# Millville atmospheric fruit jar



## myersdiggers1998 (Jun 2, 2012)

I picked up this jar for $15.00 today at an antique store , no lid.#4 on bottom, normal 6 on reverse.


----------



## myersdiggers1998 (Jun 2, 2012)

pic.#2


----------



## myersdiggers1998 (Jun 2, 2012)

forgot to rotate again ...


----------



## JOETHECROW (Jun 3, 2012)

Here you go Gordon....Nice looking jar...


----------



## ajohn (Jun 3, 2012)

Nice pick up! Lids and clamps are not too hard to find. I'm assuming that is a quart size.


----------



## dygger60 (Jun 3, 2012)

Nice jar.....I have been getting into the Millville jars lately....I will get some pictures and post them...I think they are great jars.

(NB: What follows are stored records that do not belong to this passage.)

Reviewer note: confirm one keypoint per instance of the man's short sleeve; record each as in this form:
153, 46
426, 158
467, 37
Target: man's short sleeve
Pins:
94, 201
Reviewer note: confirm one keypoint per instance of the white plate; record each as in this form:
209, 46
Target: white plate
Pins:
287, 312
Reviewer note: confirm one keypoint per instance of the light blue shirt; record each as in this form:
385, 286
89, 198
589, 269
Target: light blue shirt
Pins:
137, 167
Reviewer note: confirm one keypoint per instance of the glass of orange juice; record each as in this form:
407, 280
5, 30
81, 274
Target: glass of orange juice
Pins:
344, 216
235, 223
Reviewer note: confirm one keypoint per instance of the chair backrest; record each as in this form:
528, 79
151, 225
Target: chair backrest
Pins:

    Love the clamp it uses...

     David


----------



## deenodean (Jun 3, 2012)

it could be #2182 in Red Book if the 6 in 1861 is reversed, we need better pictures of the lettering on both sides..good investment for $15.00  NICE JAR


----------



## myersdiggers1998 (Jun 3, 2012)

Thanks everyone , the 6 is normal on the rev.


----------



## jonahtroy (Jun 3, 2012)

Nice looking jar. I should start digging around Millville since I'm only about 15 mins. away. The hard part is finding a spot to dig though.


----------